Se alzan una y otra vez, y caen también sin cesar. La muerte los reúne en montones de cuerpos convulsionados ante mi encabritado corcel. Las lanzas enemigas me buscan; no tengo más que adivinar el ángulo de arremetida para desviar los débiles ataques. Cada golpe va precedido de una tranquila contemplación en la que mi mente describe el arco de cada movimiento, y el siguiente y el siguiente. No existe emoción malgastada, ni esfuerzo sin recompensa. Mato y vuelvo a matar.

Si la muerte alguna vez tiene un rostro humano, en este día su rostro es el mío.

Las primeras filas de bárbaros no pueden contenernos, ni tampoco pueden retroceder: están demasiado oprimidos desde atrás para emprender la huida. Con Cai y Bedwyr aplastando las alas contra el centro, y el centro atrapado entre la arremetida de los caballos y su propia retaguardia empujando aún desde atrás, el enemigo no puede hacer otra cosa que intentar defenderse de nuestras crueles espadas destructoras.
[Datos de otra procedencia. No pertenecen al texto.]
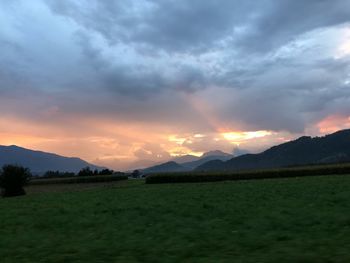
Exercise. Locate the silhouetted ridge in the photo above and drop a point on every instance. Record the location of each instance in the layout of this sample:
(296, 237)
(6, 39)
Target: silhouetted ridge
(305, 150)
Finalmente, el avance empieza a ser más lento, la oleada desfallece y la marea empieza a retroceder. El enemigo se va, la retaguardia primero. La vanguardia, al sentir que el muro que la sostenía cede, se retira. La línea de combate se rompe; los invasores dan la vuelta y huyen, dejando a sus muertos y moribundos amontonados sobre la tierra.

Corren chillando, aullando su miedo y frustración a un cielo que no los atiende. Huyen en vergonzoso desorden, sin acordarse de sus camaradas heridos; en su huida, se limitan a abandonar el campo de batalla y todo lo que hay sobre él.
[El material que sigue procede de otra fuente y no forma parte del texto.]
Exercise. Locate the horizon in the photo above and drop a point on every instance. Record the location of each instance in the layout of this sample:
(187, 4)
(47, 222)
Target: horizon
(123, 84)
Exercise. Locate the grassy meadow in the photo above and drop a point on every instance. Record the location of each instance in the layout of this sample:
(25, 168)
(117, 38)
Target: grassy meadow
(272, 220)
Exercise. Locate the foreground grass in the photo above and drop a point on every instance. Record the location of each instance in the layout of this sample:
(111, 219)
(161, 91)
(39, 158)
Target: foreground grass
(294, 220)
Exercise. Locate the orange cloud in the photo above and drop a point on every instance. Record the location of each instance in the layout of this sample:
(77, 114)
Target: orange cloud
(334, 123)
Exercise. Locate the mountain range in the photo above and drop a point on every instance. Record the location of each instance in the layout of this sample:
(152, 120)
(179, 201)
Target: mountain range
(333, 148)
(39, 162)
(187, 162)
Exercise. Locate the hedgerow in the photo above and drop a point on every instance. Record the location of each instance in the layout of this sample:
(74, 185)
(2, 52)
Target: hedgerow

Galopo tras ellos, regocijándome en el triunfo. Mi canto victorioso resuena por la llanura. El enemigo retrocede ante mí, dando traspiés en su prisa por salvarse. Sigo cabalgando inmutable, azotando a mi caballo para que corra.

Y de improviso Arturo aparece junto a mí, su mano sobre el brazo con el que empuño la espada.

—¡Calma! ¡Myrddin! Deténte… Ha terminado. La batalla ha acabado.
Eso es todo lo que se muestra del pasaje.